Django Gets Transactions «

Code: , ,

Jacob Kaplan-Moss added transaction support to the magic-removal branch of Django just a few minutes ago. It’s one of the many changes to come out of the sprint. Usage will look something like this (based on Jacob’s docs and chatting with him in #django-sprint):

from django.db import transaction

def view(request):
# you make changes to your objects, calling on them as normal

# when you commit, all changes to all objects will be commited to your database

# an excellent idea would be to wrap in a try/except block
# do your stuff

I couldn’t find a good doc quick for Python decorators (that bit with the @ before the function declaration) for people who haven’t used them before, so if someone has a good one, please post it in the comments below.

Here’s a link to the full docs and for those interested in the nitty-gritty, here’s a link to the code checkin.

And before you ask, magic-removal is expected to be merged to trunk before the end of March.


  1. I don’t know if you have this set up this way, but on LJ the only thing that’s showing up is the post title. You can’t read the whole entry without clicking through to this site.

  2. Yeah, it’s deliberate. I’m trying to keep the discussion here, so I’m luring the LJ readers over. And most of them don’t care about the topics I’m raising, so I might as well not take up too much space on their friends lists.

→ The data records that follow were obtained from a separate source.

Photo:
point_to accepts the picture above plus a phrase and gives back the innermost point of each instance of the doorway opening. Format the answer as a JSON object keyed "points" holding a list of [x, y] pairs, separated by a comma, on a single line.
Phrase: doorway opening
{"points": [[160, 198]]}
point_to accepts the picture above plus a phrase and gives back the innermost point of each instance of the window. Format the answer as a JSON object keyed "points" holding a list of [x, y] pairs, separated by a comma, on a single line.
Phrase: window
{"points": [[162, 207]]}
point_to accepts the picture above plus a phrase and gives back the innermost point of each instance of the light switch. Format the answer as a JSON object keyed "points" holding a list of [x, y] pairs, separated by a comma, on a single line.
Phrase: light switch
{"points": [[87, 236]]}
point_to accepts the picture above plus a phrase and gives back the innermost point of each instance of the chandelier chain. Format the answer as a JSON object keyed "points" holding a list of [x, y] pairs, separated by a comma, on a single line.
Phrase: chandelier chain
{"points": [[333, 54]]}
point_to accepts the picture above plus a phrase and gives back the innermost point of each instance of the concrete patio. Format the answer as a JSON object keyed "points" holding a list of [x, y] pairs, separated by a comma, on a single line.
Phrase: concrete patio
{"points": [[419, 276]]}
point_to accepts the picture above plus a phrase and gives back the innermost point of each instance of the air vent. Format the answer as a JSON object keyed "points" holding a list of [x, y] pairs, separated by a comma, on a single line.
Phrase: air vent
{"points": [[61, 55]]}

  3. One thing to note…you use 2.4-style @ decorators in all your examples, but (thank goodness) it doesn’t appear that the checkin used them. It would be a rather large prereq change to change from requiring 2.3 to 2.4! You might want to throw in a 2.3-style example along with a note for those who already have running django implementations on 2.3.
    (eg, no @, view = transaction.commit_manually(view) at end, IIRC).

    Just a thought!

  4. Oops, I didn’t write the full docs I linked to, Jacob did. You’re right, the @-style is a 2.4ism, but I’d rather look at it as a good excuse to upgrade, heh. I still don’t have a good decorator article to link to, and having one would fill the gap you pointed out nicely.

    Thanks for the clarification.

  5. Nice article and it works as advertised, but wouldn’t you put the transaction code in your model rather than in your view?

    Also, if the transaction was complex and involved modification of multiple objects I can see the need for a business logic layer to be added, rather than the view talking directly to the model.

  6. Where I put the transaction would depend on what it actually did, but yes, they should probably be in the model. This was just the quickest, shortest example I could write at the time.